You can view ranking function examples here.

  • CUME_DIST - The CUME_DIST() window function calculates the relative rank of the current row within a window partition (i.e., the number of rows preceding or on the same level as the current row / the total number of rows in the window partition).

  • DENSE_RANK - The DENSE_RANK() window function calculates the rank of a value within a group of values based on the Order By expression and the OVER clause. Please note that values are ranked only within their partition, rows with equal values are assigned the same rank, and there are no gaps in the ranked value sequence if two or more rows have the same rank.

  • NTILE_4 / NTILE_100 - The NTILE window function divides the rows in each window partition, as evenly as possible, into a specified number of ranked groups (i.e., 4 or 100). This function requires an Order By clause in the OVER clause.

  • PERCENT_RANK - The PERCENT_RANK() window function calculates the percent rank of the current row using the following formula (x - 1) / (the number of rows in the window)

  • RANK - The RANK window function calculates the rank of a value within a group of values. The Order By expression in the OVER clause determines the ranked value, and each value is ranked within its partition. Any rows of equal value based on the ranking criteria are assigned the same rank. Drill adds the number of tied rows to the tied rank in order to calculate the following rank. For that reason, ranks may not be consecutive numbers.

  • DENSE_RANK - The DENSE_RANK window function works exactly like the RANK window function but differs in that there will not be any gaps if two or more rows are tied.

  • ROW_NUMBER - The ROW_NUMBER window function calculates the ordinal number of current rows within a partition. The number is determined by the Order By expression in the OVER clause. Each value is ordered within its partition, and rows of equal value as per the Order By expression are assigned different row numbers nondeterministically.

Value Functions

You can view value function examples here.

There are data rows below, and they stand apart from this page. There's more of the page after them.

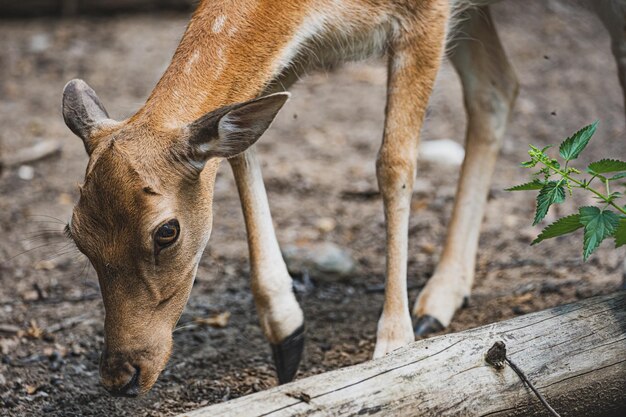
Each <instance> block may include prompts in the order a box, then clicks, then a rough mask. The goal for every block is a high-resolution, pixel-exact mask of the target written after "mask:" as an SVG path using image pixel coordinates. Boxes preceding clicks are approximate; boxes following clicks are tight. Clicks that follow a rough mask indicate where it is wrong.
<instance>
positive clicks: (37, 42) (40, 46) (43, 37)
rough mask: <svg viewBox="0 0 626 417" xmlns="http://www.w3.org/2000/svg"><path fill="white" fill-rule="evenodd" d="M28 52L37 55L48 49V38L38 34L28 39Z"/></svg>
mask: <svg viewBox="0 0 626 417" xmlns="http://www.w3.org/2000/svg"><path fill="white" fill-rule="evenodd" d="M29 46H30V48H29V49H30V51H31V52H35V53H39V52H43V51H45V50H46V49H48V48H49V47H50V37H49V36H48V34H46V33H38V34H36V35H33V37H31V38H30V45H29Z"/></svg>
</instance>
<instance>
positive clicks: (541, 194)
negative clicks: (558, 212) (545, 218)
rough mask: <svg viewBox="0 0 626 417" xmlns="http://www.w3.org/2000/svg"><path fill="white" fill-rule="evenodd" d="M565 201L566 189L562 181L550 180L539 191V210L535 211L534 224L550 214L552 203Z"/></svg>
mask: <svg viewBox="0 0 626 417" xmlns="http://www.w3.org/2000/svg"><path fill="white" fill-rule="evenodd" d="M563 201H565V189H564V188H563V186H562V185H561V183H559V182H556V181H548V182H547V183H546V184H545V185H544V186H543V187H542V188H541V190H540V191H539V195H538V196H537V211H536V213H535V221H534V222H533V226H535V225H536V224H537V223H539V222H540V221H541V220H543V219H544V217H546V214H548V209H549V208H550V206H551V205H552V204H557V203H562V202H563Z"/></svg>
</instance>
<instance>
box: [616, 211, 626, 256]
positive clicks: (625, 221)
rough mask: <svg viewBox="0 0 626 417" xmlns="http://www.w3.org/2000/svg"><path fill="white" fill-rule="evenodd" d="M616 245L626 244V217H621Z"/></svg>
mask: <svg viewBox="0 0 626 417" xmlns="http://www.w3.org/2000/svg"><path fill="white" fill-rule="evenodd" d="M614 236H615V247H616V248H619V247H620V246H622V245H626V217H620V219H619V225H618V226H617V229H616V230H615V234H614Z"/></svg>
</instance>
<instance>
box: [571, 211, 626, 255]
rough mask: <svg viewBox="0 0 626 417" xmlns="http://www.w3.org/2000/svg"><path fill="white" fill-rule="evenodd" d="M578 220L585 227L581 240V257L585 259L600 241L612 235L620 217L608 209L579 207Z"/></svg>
mask: <svg viewBox="0 0 626 417" xmlns="http://www.w3.org/2000/svg"><path fill="white" fill-rule="evenodd" d="M578 212H579V213H580V222H581V223H582V224H583V225H584V227H585V238H584V241H583V259H584V260H585V261H586V260H587V258H589V255H591V254H592V253H593V252H594V251H595V250H596V249H597V248H598V246H600V243H602V241H603V240H604V239H606V238H607V237H609V236H613V234H614V233H615V230H616V229H617V227H618V225H619V223H620V218H619V216H618V215H617V214H615V213H613V212H612V211H610V210H600V209H599V208H598V207H590V206H587V207H581V208H580V209H579V210H578Z"/></svg>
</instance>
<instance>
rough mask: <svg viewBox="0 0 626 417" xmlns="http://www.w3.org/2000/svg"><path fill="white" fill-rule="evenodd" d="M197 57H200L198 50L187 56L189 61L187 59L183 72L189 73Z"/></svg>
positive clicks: (185, 72) (197, 60)
mask: <svg viewBox="0 0 626 417" xmlns="http://www.w3.org/2000/svg"><path fill="white" fill-rule="evenodd" d="M198 58H200V52H198V51H194V52H193V54H192V55H191V58H189V61H187V64H186V65H185V74H190V73H191V69H192V68H193V66H194V65H195V64H196V62H197V61H198Z"/></svg>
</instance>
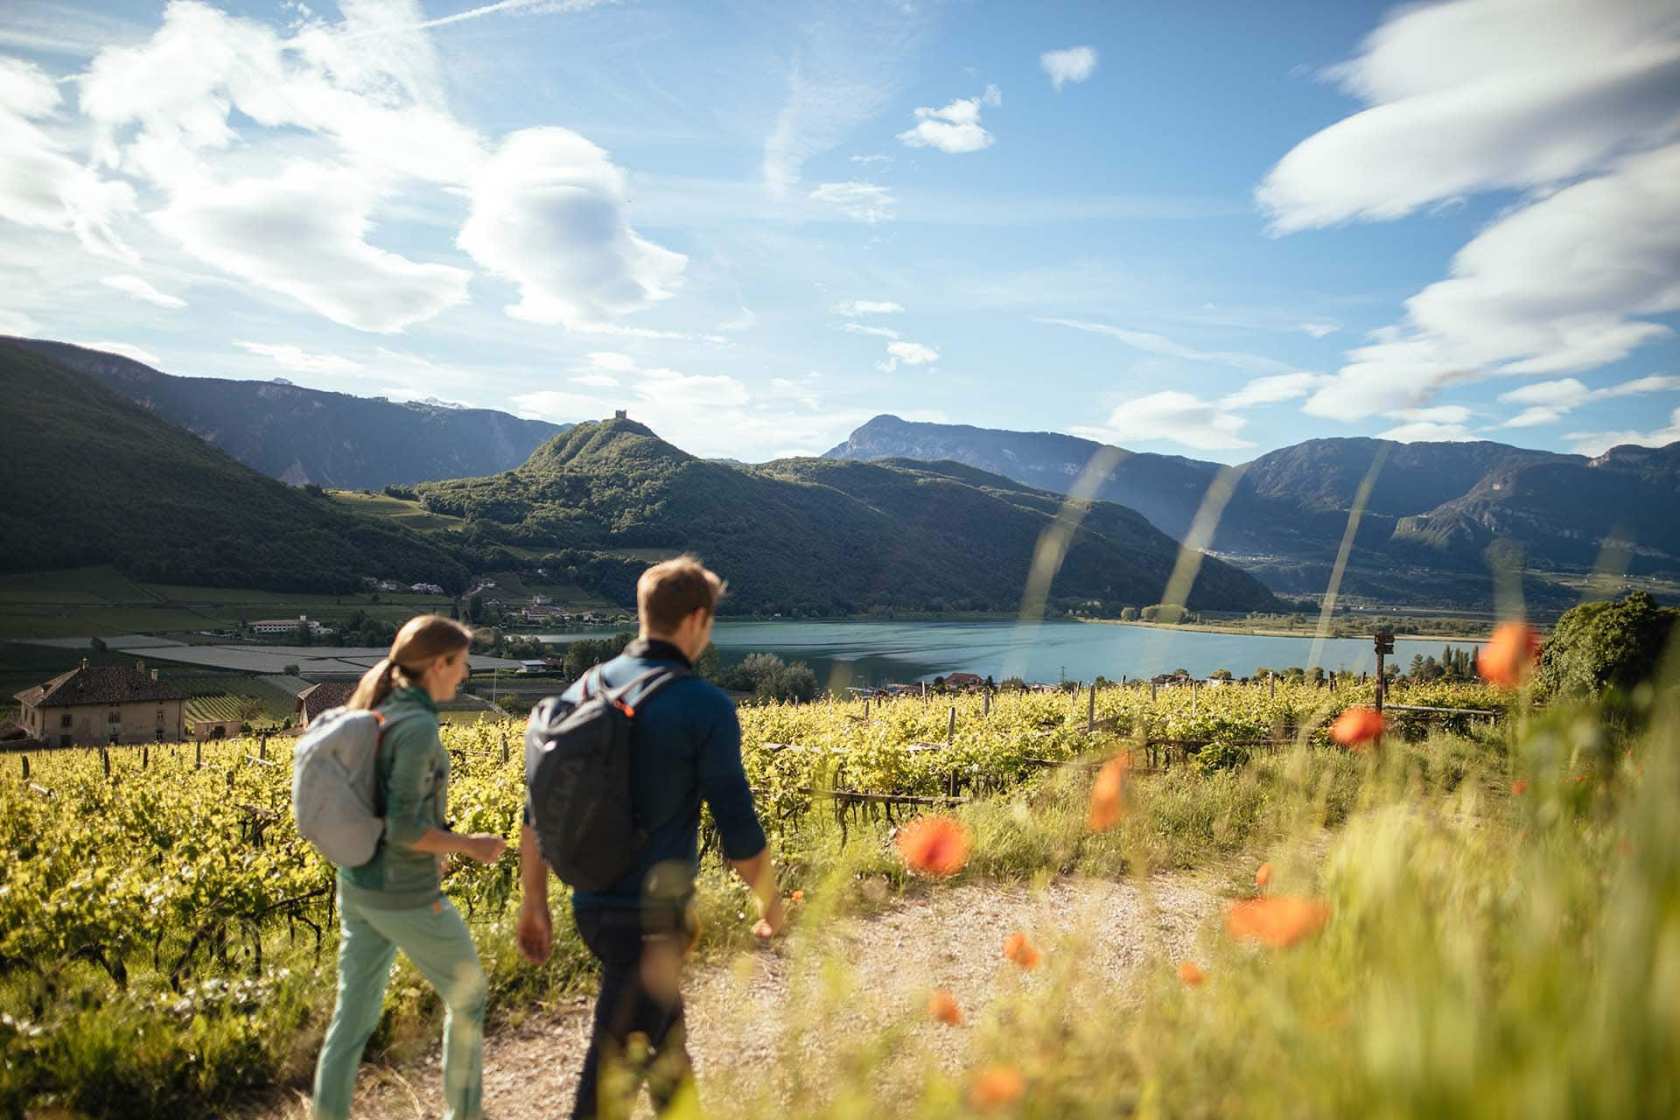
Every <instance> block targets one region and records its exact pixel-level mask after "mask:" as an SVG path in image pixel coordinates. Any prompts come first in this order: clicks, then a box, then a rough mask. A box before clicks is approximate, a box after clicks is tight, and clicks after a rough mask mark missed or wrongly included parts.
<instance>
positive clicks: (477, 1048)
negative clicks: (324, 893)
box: [314, 892, 486, 1120]
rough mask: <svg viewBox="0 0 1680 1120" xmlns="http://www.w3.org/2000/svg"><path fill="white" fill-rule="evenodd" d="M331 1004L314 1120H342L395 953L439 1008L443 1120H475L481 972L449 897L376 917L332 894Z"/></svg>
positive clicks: (455, 910) (480, 969) (316, 1097)
mask: <svg viewBox="0 0 1680 1120" xmlns="http://www.w3.org/2000/svg"><path fill="white" fill-rule="evenodd" d="M338 907H339V915H341V925H339V942H338V1002H336V1004H334V1006H333V1023H331V1026H328V1029H326V1041H324V1043H323V1044H321V1061H319V1063H318V1065H316V1086H314V1117H316V1120H346V1118H348V1117H349V1102H351V1095H353V1091H354V1088H356V1066H358V1065H360V1063H361V1051H363V1048H365V1046H366V1044H368V1039H370V1038H373V1029H375V1028H376V1026H378V1024H380V1011H381V1007H383V1004H385V984H386V981H388V979H390V976H391V962H393V960H395V959H396V950H398V949H402V950H403V954H405V955H407V957H408V959H410V960H413V966H415V969H418V971H420V976H423V977H425V979H427V982H428V984H432V987H435V989H437V994H438V997H442V1001H444V1007H445V1009H447V1018H445V1019H444V1108H445V1112H444V1118H445V1120H479V1117H480V1115H482V1105H480V1102H479V1098H480V1095H482V1088H484V1086H482V1081H484V996H486V982H484V967H482V966H480V964H479V950H477V947H474V944H472V934H469V932H467V924H465V922H462V920H460V913H459V912H457V910H455V907H454V903H450V902H449V898H444V900H442V902H440V903H432V905H425V907H413V908H408V910H375V908H371V907H363V905H356V903H353V902H348V900H346V898H344V893H343V892H339V895H338Z"/></svg>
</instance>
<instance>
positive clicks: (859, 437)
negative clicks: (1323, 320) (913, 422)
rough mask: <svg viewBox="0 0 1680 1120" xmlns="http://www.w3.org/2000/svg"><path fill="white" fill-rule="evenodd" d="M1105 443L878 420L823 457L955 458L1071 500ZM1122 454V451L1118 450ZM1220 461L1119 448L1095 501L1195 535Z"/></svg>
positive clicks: (877, 419) (1048, 433) (1054, 434)
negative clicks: (1191, 533)
mask: <svg viewBox="0 0 1680 1120" xmlns="http://www.w3.org/2000/svg"><path fill="white" fill-rule="evenodd" d="M1100 447H1102V445H1100V443H1097V442H1094V440H1082V438H1079V437H1074V435H1062V433H1058V432H996V430H991V428H971V427H968V425H954V423H911V421H906V420H899V418H897V416H875V418H874V420H870V421H869V423H865V425H864V427H862V428H858V430H857V432H853V433H852V437H850V438H848V440H847V442H845V443H842V445H838V447H835V448H832V450H828V452H825V453H823V458H853V460H877V458H921V460H929V462H932V460H951V462H956V463H966V465H969V467H978V468H981V470H988V472H991V474H995V475H1003V477H1005V479H1015V480H1016V482H1025V484H1026V485H1035V487H1043V489H1045V490H1055V492H1058V494H1065V492H1067V490H1068V489H1070V487H1072V485H1074V482H1075V480H1077V479H1079V474H1080V472H1082V470H1084V468H1085V463H1087V462H1090V457H1092V455H1094V453H1095V452H1097V448H1100ZM1117 450H1119V448H1117ZM1218 470H1220V463H1206V462H1200V460H1194V458H1184V457H1183V455H1152V453H1147V452H1126V450H1121V462H1119V463H1116V467H1114V470H1110V472H1109V477H1107V479H1104V482H1102V485H1099V487H1097V492H1095V495H1094V497H1097V499H1100V500H1104V502H1117V504H1121V505H1129V507H1131V509H1136V510H1137V512H1139V514H1142V516H1144V517H1147V519H1149V521H1151V522H1154V524H1156V527H1159V529H1163V531H1164V532H1166V534H1168V536H1171V537H1174V539H1183V536H1184V534H1186V532H1188V531H1189V519H1191V517H1194V514H1196V504H1198V502H1201V495H1203V492H1205V490H1206V489H1208V484H1210V482H1211V480H1213V475H1215V474H1218Z"/></svg>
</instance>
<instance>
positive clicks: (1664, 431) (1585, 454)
mask: <svg viewBox="0 0 1680 1120" xmlns="http://www.w3.org/2000/svg"><path fill="white" fill-rule="evenodd" d="M1564 438H1566V440H1569V442H1571V448H1569V450H1572V452H1574V453H1576V455H1603V453H1604V452H1608V450H1609V448H1613V447H1620V445H1623V443H1635V445H1638V447H1668V445H1670V443H1673V442H1675V440H1680V408H1677V410H1673V411H1672V413H1670V415H1668V425H1667V427H1663V428H1656V430H1655V432H1631V430H1625V432H1571V433H1569V435H1566V437H1564Z"/></svg>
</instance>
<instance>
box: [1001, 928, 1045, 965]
mask: <svg viewBox="0 0 1680 1120" xmlns="http://www.w3.org/2000/svg"><path fill="white" fill-rule="evenodd" d="M1003 955H1005V959H1006V960H1013V962H1015V964H1018V966H1021V967H1023V969H1026V971H1028V972H1030V971H1033V969H1037V967H1038V949H1037V947H1035V945H1033V944H1032V942H1030V940H1028V939H1026V934H1010V935H1008V937H1005V939H1003Z"/></svg>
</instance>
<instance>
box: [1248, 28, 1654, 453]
mask: <svg viewBox="0 0 1680 1120" xmlns="http://www.w3.org/2000/svg"><path fill="white" fill-rule="evenodd" d="M1332 76H1334V77H1337V79H1339V81H1341V84H1342V86H1344V87H1346V89H1347V91H1349V92H1352V94H1354V96H1357V97H1361V99H1362V101H1364V102H1366V104H1368V106H1369V107H1368V109H1364V111H1361V113H1356V114H1352V116H1349V118H1346V119H1342V121H1339V123H1336V124H1332V126H1329V128H1326V129H1322V131H1320V133H1317V134H1314V136H1310V138H1307V139H1305V141H1302V143H1300V144H1297V146H1295V149H1294V151H1290V153H1289V154H1287V156H1284V160H1280V161H1278V165H1277V166H1275V168H1273V170H1272V171H1270V175H1268V176H1267V178H1265V181H1263V183H1262V185H1260V186H1258V190H1257V200H1258V201H1260V205H1262V208H1265V210H1267V212H1268V213H1270V215H1272V223H1273V230H1275V232H1278V233H1287V232H1292V230H1302V228H1310V227H1324V225H1334V223H1339V222H1349V220H1389V218H1398V217H1403V215H1408V213H1415V212H1418V210H1421V208H1425V207H1431V205H1438V203H1446V201H1453V200H1462V198H1463V196H1467V195H1472V193H1477V191H1487V190H1512V188H1515V190H1530V195H1529V196H1527V198H1525V200H1524V201H1522V203H1519V205H1517V207H1515V208H1514V210H1510V212H1507V213H1504V215H1500V217H1499V218H1495V220H1494V222H1492V223H1490V225H1488V227H1487V228H1483V230H1482V232H1480V233H1478V235H1477V237H1475V238H1473V240H1472V242H1470V243H1467V245H1465V247H1463V249H1462V250H1460V252H1458V254H1457V255H1455V259H1453V264H1452V275H1450V277H1448V279H1445V280H1440V282H1436V284H1431V285H1430V287H1426V289H1423V290H1421V292H1418V294H1416V296H1413V297H1411V299H1410V301H1406V316H1404V321H1403V322H1399V324H1393V326H1389V327H1384V329H1381V331H1378V332H1374V334H1373V336H1371V339H1369V343H1368V344H1366V346H1361V348H1356V349H1352V351H1349V353H1347V363H1346V364H1344V366H1342V369H1341V371H1339V374H1337V379H1336V381H1334V383H1331V385H1327V386H1326V388H1324V390H1320V391H1319V393H1317V395H1315V396H1314V398H1312V400H1310V401H1309V403H1307V411H1309V413H1312V415H1319V416H1331V418H1339V420H1361V418H1366V416H1371V415H1378V413H1384V411H1391V410H1394V408H1403V406H1406V405H1415V403H1420V401H1423V400H1426V398H1428V396H1430V395H1431V393H1435V391H1436V390H1438V388H1440V386H1441V385H1446V383H1448V381H1462V379H1470V378H1478V376H1487V374H1546V373H1552V374H1557V373H1574V371H1584V369H1593V368H1598V366H1603V364H1608V363H1611V361H1616V359H1620V358H1623V356H1625V354H1628V353H1630V351H1631V349H1635V348H1636V346H1641V344H1645V343H1648V341H1651V339H1656V338H1665V336H1668V334H1672V331H1670V329H1668V327H1667V326H1663V324H1660V322H1651V321H1650V317H1651V316H1660V314H1665V312H1672V311H1677V309H1680V191H1677V190H1673V183H1675V181H1680V144H1677V143H1675V138H1677V136H1680V22H1677V20H1673V13H1672V12H1667V10H1665V5H1662V3H1598V2H1594V0H1536V2H1532V3H1529V2H1524V0H1452V2H1448V3H1433V5H1410V7H1398V8H1394V10H1393V13H1391V15H1389V17H1388V18H1386V20H1384V24H1383V25H1381V27H1379V29H1378V30H1376V32H1373V34H1371V35H1369V37H1368V39H1366V42H1364V45H1362V47H1361V52H1359V55H1357V57H1356V59H1352V60H1351V62H1347V64H1344V65H1341V67H1336V71H1334V72H1332ZM1583 176H1586V178H1583Z"/></svg>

  • LAG - The LAG() window function returns the value of the row before the current row in the partition. If there is no row before the current row in the partition, a NULL value is returned.

  • LEAD - The LEAD() window function returns the value of the row after the current row in the partition. If there is no row after the current row in the partition, a NULL value is returned.

  • FIRST_VALUE - The FIRST_VALUE window function returns the value of the specified expression in relation to the first row that appears in the window frame.

  • LAST_VALUE - The LAST_VALUE window function returns the value of the specified expression in relation to the last row that appears in the window frame.

Statistical Functions

  • STDEV - The STDEV window function calculates the statistical standard deviation of all values in the specified expression.

  • STDEVP - The STDEVP window function calculates the statistical standard deviation of the population of all values in the specified expression.

  • VAR - The VAR window function calculates the statistical variance of all values in the specified expression.

  • VARP - The VARP window function calculates the statistical variance of the population of all values in the specified expression.

Note  

The above statistical window functions are listed by their MS SQL names. When using an Oracle-based data source, these functions will be replaced by their Oracle equivalents (i.e., STDDEV, STDDEV_POP, VARIANCE and VAR_POP).